Since I installed the disc brake, with very few exceptions all of my braking has been front brake only. This was initially to test the efficiency of the brake, but I was so confident with the result that I just continued to use front brake only. Yes, you do need to revert to rear brake only on icy roads, but on soft snow, I’ve even had the confidence to apply just the front brake due to the disc’s superior modulation. I think the greater modulation is due to the mechanical disadvantage of the disk vs a rim brake. On a standard caliper rim brake, the calipers are located at pretty much the same part of the circle where resistance (ground force on tire) is applied, so the forces tend to cancel each other out, and it is easy to apply too much force to the brake, which causes traction to be lost. With a disc, though, the braking force is applied closer to the center of the wheel circle, and the resistance of the ground is multiplied by the greater distance (moment arm) of the hub to rim distance vs the hub to rotor distance. But because braking force is reduced due to this difference in leverage, it is easier to make small changes to the braking force without significantly disrupting the tire traction. The loss of leverage makes the brakes less “twitchy,” enhancing the ability to modulate braking.

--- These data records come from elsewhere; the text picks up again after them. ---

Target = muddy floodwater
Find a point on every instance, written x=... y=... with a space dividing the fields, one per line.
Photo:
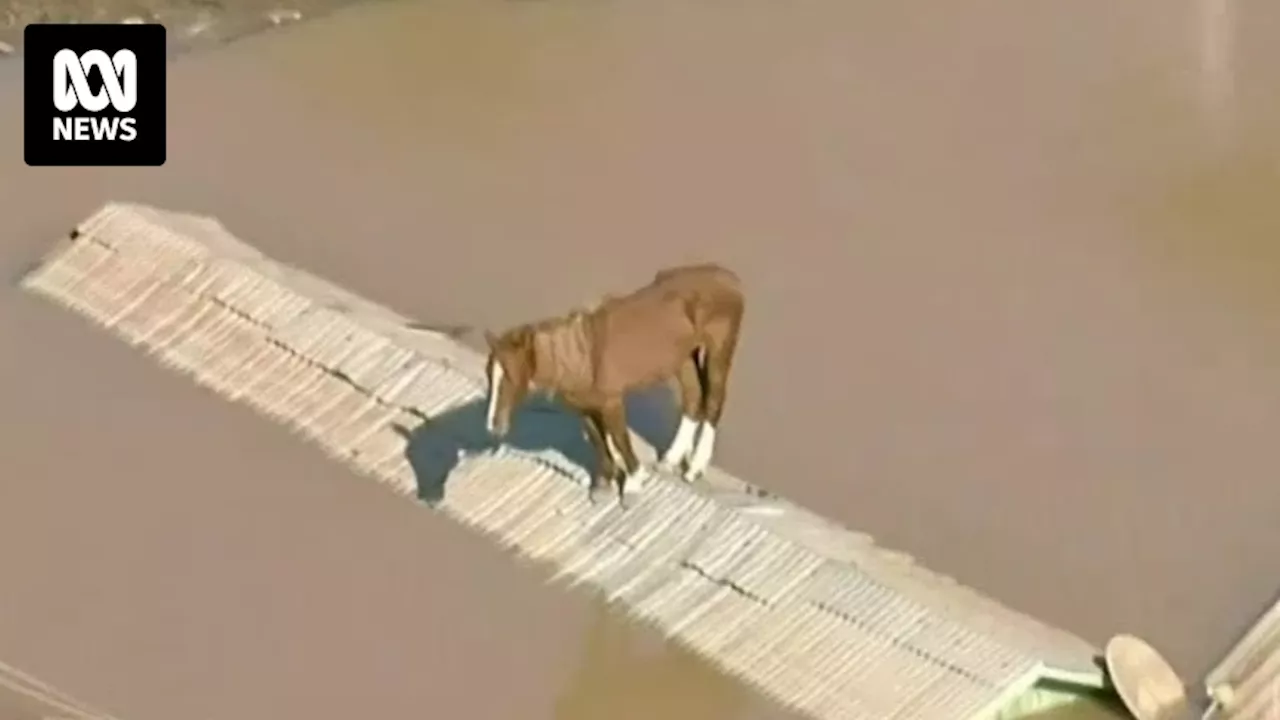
x=1014 y=306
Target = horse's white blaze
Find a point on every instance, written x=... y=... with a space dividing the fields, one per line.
x=494 y=384
x=703 y=451
x=682 y=443
x=635 y=481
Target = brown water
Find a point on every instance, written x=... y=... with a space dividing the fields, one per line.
x=1013 y=308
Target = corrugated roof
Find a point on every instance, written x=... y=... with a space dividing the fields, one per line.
x=1246 y=683
x=814 y=615
x=26 y=696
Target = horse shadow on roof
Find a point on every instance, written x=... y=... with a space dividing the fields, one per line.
x=540 y=423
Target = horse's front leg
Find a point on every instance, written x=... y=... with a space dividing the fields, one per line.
x=618 y=438
x=693 y=395
x=606 y=468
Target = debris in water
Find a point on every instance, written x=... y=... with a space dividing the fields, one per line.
x=280 y=16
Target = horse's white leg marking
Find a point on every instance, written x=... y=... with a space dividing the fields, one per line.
x=494 y=384
x=682 y=443
x=635 y=481
x=703 y=451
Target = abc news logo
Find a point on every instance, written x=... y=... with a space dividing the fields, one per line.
x=95 y=95
x=72 y=90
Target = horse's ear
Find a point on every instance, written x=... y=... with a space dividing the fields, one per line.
x=525 y=337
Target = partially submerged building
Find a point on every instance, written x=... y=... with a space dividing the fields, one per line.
x=817 y=616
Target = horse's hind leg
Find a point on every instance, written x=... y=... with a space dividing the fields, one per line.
x=691 y=400
x=606 y=468
x=618 y=437
x=721 y=346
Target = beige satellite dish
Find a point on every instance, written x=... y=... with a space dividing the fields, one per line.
x=1147 y=684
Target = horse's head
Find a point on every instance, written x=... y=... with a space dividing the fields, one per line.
x=510 y=369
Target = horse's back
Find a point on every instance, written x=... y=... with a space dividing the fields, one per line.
x=707 y=282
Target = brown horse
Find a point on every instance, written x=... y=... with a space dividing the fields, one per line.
x=684 y=324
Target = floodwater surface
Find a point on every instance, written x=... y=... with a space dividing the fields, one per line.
x=1013 y=308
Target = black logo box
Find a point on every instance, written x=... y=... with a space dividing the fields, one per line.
x=41 y=42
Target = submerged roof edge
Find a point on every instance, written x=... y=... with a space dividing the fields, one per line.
x=1057 y=654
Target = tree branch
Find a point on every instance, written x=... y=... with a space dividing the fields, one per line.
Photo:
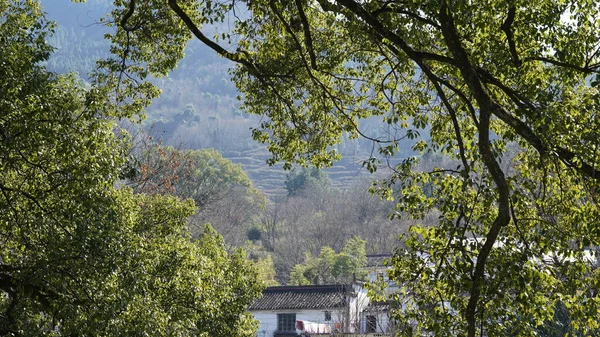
x=307 y=36
x=487 y=106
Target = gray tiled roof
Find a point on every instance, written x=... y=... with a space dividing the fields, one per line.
x=303 y=297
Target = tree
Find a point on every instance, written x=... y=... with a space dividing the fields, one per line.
x=80 y=256
x=220 y=189
x=329 y=267
x=476 y=78
x=303 y=178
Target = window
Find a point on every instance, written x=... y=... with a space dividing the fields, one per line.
x=371 y=323
x=286 y=322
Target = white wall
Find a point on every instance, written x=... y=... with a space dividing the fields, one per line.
x=268 y=318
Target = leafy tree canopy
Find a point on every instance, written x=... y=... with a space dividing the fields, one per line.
x=80 y=257
x=512 y=240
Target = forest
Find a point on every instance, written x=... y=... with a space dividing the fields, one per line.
x=189 y=153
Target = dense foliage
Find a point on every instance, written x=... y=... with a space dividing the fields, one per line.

I think the advantage of a hydraulic brake has more to do with the ability to apply greater forces at maximum braking, since there is some leverage provided by the hydraulic reservoir. I think this would provide more uniform modulation across the entire lever travel, including at the maximum extreme, where the mechanical disc’s inferior leverage requires more hand pulling force. But we will find out when I upgrade to a hydraulic disc for next winter.

And if the front disc is good, wouldn’t adding a rear disc be better? For the road, I think not, and for the following reasons:

    - The weight penalty of a disc brake and rotor vs brake caliper.

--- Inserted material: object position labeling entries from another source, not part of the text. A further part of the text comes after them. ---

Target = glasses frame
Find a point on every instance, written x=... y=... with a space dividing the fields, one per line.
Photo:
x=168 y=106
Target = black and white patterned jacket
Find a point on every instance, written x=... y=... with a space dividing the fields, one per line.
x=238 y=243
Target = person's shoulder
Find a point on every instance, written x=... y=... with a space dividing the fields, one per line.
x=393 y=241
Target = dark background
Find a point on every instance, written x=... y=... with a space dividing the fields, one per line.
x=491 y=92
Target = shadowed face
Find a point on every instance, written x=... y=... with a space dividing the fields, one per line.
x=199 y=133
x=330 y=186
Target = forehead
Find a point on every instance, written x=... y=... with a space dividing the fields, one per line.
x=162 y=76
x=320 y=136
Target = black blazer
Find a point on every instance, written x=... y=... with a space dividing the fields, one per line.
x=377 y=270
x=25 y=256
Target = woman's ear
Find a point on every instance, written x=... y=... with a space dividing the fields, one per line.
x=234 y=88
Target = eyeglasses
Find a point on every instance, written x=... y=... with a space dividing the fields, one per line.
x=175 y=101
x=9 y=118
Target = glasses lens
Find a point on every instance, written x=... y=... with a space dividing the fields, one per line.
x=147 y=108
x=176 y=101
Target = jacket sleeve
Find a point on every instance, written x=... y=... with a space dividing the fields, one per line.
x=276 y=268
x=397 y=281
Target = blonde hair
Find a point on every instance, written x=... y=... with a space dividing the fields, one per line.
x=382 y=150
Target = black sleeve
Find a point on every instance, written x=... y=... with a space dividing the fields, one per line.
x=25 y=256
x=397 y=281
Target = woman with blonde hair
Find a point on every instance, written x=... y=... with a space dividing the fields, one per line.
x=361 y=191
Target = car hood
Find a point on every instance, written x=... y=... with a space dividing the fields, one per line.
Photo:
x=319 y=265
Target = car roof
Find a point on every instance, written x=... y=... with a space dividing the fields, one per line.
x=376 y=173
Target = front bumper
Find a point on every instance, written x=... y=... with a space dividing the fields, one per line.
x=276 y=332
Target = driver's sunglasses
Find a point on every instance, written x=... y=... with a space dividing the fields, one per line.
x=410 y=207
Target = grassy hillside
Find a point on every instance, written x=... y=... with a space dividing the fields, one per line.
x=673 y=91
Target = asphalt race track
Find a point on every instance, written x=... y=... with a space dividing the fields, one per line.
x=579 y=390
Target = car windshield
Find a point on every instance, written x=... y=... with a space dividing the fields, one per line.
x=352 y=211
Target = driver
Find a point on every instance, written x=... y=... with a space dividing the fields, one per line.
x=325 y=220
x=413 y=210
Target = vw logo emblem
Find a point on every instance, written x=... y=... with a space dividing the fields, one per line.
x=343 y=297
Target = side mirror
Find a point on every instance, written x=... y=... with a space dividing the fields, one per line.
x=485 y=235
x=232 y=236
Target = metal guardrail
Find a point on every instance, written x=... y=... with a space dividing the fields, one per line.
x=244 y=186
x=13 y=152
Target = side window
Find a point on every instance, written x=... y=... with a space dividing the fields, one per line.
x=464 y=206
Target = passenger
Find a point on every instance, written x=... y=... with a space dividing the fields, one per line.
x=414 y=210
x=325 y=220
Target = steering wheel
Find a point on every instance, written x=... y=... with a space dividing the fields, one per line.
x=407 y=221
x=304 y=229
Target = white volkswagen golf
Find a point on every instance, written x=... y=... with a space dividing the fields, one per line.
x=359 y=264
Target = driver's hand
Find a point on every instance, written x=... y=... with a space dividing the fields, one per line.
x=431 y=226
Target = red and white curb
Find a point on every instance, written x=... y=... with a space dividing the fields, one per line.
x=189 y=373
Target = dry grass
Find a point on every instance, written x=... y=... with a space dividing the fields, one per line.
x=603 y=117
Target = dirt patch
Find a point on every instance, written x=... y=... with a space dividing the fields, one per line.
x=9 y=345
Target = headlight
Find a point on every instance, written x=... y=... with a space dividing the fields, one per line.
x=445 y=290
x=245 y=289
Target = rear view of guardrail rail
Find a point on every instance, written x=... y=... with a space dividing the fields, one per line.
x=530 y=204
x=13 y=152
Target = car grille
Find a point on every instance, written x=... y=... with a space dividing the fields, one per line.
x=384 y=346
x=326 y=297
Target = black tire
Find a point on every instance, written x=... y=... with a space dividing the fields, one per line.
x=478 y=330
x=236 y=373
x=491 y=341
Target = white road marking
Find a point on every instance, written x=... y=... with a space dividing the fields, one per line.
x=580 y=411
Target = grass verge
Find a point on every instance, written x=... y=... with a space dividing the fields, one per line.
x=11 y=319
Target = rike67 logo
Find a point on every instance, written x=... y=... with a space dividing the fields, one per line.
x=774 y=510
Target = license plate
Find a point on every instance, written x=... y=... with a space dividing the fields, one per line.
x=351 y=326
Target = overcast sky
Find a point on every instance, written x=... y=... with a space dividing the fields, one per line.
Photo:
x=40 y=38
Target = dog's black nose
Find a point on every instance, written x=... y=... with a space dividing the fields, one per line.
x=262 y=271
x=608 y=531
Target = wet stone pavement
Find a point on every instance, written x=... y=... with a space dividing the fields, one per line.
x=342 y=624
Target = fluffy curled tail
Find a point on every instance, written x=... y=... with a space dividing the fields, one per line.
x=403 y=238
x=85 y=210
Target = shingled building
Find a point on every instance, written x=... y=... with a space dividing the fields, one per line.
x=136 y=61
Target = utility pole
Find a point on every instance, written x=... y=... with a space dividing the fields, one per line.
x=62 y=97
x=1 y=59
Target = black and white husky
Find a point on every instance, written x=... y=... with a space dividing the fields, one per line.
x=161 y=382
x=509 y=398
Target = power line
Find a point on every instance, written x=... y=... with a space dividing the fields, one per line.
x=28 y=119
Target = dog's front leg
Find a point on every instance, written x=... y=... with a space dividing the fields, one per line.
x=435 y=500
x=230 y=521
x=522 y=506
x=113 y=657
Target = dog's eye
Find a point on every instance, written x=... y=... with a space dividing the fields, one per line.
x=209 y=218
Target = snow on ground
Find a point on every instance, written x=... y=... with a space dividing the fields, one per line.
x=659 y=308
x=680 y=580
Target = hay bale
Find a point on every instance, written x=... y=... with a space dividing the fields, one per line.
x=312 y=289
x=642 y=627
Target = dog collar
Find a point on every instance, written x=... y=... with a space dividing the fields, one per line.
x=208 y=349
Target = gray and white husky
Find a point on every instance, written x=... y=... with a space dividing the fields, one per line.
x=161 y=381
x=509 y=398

    - The rotor requires dishing. Combined with the dishing inherent in a rear wheel with cassette, this would result in a very narrow base for the rear wheel’s spokes, making for a weaker rear wheel.
    - If the front disc is hydraulic, a mechanical rear caliper would be a better backup option than a second hydraulic disc.
    - There is far less of a safety issue with the rear rim cracking due to pads wearing the brake track than with the front rim failing.
    - The rear brake does not require the same amount of modulation as the front. Basically, it just needs to be on or off, since the front brake does most of the work. In the worst-case emergency braking situation (assuming no ice), both brakes are applied at maximum. The resulting weight shift unweights the rear tire, causing it to start skidding. Rather than modulating the rear brake, which will have absolutely no effect since the rear tire is nearly weightless, the competent cyclist will maintain the same rear brake pressure, but will ease up slightly on the FRONT brake. Although this will reduce deceleration slightly, it will also reduce weighting to the front, providing equivalent weight to the rear, and giving the rear tire more traction, causing the skidding to stop as the rear tire weights, and rear tire adhesion helps slow the bike. Pressure is then reapplied to the front, which is modulated as needed according to the above to control the rear tire skidding.
    - In my own particular case, with a fixed gear in a track end, a rear disk is impractical because it would be difficult to move the rear disc brake caliper in conjunction with the rear wheel as it is gradually moved further back due to the chain stretching. As well, one of the big advantages of my particular fixie is that it can be quickly converted for track use by removing the brakes and handlebar/stem and replacing them with a track handlebar/stem. With a front disk, I must also include a fork change, but a useless rear disc brake caliper assembly mounted to the seat stay would make this harder to achieve!